Photons represent the natural flying qubit carriers for quantum
communication, and the presence of telecommunications optical fibres
makes the wavelengths of 1,310 nm and 1,550 nm particularly suitable
for distribution over long distances. However, qubits encoded into
alkaline atoms that absorb and emit at wavelengths around 800 nm have
been considered for the storage and processing of quantum information
(Tanzili et al, 2005)
Within biology there is a mechanism known as spontaneous chemiluminescence (and by a number of other names including ultraweak photon emissions and biophotons).
It is generally accepted that (these) photons are emitted (1) at near
UVA, visible, and near IR spectral ranges from 350 to 1300 nm and (2)

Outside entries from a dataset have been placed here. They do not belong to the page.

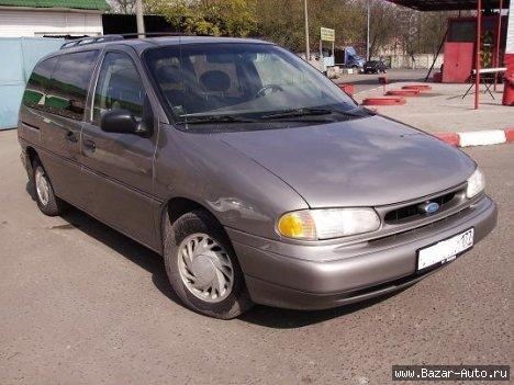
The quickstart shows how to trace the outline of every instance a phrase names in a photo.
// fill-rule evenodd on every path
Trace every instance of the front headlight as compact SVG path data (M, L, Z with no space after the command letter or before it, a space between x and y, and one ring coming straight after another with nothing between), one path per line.
M468 178L468 188L466 189L466 197L469 200L477 196L485 189L485 177L483 172L477 168L471 177Z
M278 233L293 239L329 239L375 231L380 218L372 208L302 210L287 213L277 223Z

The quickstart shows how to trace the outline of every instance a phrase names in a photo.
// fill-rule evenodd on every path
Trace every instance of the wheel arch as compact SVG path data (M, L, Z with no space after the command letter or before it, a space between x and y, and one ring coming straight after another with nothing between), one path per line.
M166 203L163 205L161 213L160 213L160 238L164 241L164 236L166 231L166 222L169 219L170 225L172 225L179 217L183 214L191 213L195 210L201 210L209 214L219 225L220 229L226 235L226 238L230 240L228 235L223 227L223 224L220 219L214 215L212 210L209 210L204 204L199 203L195 200L185 197L185 196L174 196L168 199ZM163 244L164 246L164 244ZM163 249L164 250L164 249Z

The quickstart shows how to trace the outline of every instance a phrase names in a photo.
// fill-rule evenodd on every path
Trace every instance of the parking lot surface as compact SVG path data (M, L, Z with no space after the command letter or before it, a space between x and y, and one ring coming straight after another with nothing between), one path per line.
M16 133L0 133L0 384L386 384L392 364L512 365L514 147L467 152L500 216L462 258L387 298L222 321L180 305L156 253L78 210L41 214Z

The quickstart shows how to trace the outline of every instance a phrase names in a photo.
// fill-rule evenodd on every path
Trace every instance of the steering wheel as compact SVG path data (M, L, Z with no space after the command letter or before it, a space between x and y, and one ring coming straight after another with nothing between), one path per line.
M283 88L280 87L279 84L267 84L257 91L257 93L255 94L255 98L257 99L257 98L264 97L267 93L266 91L268 90L271 90L271 92L278 92L278 91L283 91Z

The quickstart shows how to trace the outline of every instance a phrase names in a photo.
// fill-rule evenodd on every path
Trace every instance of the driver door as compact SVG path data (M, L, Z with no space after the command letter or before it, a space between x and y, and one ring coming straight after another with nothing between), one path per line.
M138 58L128 49L108 50L98 70L89 118L82 128L81 155L89 212L149 247L158 245L154 228L154 154L157 133L107 133L105 111L130 111L137 120L152 116ZM150 120L154 127L157 125Z

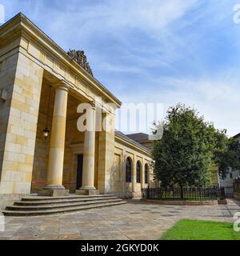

at the intensity of photon emission in the range of several units to
several hundreds (oxidative metabolic process) and several hundreds to
several thousands (oxidative stress process) photons s−1 cm−2. (Cifra
and Pospíšil, 2014)
This mechanism is widely found across biology (both in plants and animals) and takes place where electronically excited species are formed during oxidative stress processes (Cifra et al, 2014), which are associated with the production of ROS (Pospíšil et al, 2014). They can be generated and influenced by various stimuli including magnetic fields (Li, 2012)
The thinking is that
various molecular processes can emit photons and that these are
transported to the cell surface by energy carrying excitons. A similar
process carries the energy from photons across giant protein matrices
during photosynthesis (MIT technology review, 2012).
This mechanism has been linked to systematic changes in energy metabolism inherent to a circadian cycle in both animals and plants (Footitt et al, 2016 and Kobayashi et al, 2009). It has also been noted that a clear advantage of this mechanism is that it provides spatiotemporal information (Burgos et al, 2017)
It has been proposed that phosphenes (which can be generated in our visual cortex in response to various stimuli including light and magnetic fields) are the result of Ultra Weak Photon Emissions Császár et al, 2015. The exact mechanisms behind this are still under investigation, but we have various proteins including cryptochrome in our own retinas (Foley et al, 2011). Phosphenes generate a large range of geometrical shapes and colours. These could potentially act as code/memory.
What might be the outcome of collapsing superpositioning
If the superpositioning of 1 and 0 can be generated, the question then needs to be asked what is the outcome of collapsing this.
A metaphor for this might be the collapsing of multi-stable visual illusions - such as the Necker cube. These present the possibility of multiple images and have been explored as a quantum effect.
We can collapse such illusions by deciding to give our attention to a particular possibility/image. Choice of which image we attend varies across individuals and such choices are preferences. Choosing one image does not validate that image above all others. It is merely a choice.
What we end up with is just one choice/interpretation from multiple possibilities. As such the application of both memory and prediction result in interpretations or constructions (with prediction drawing heavily on memory) rather than a correct answer.
The collapsing of super-positions might then be prevented through avoidance of such choice or superpositioning could established again through new possibilities - for example as generated through environmental change.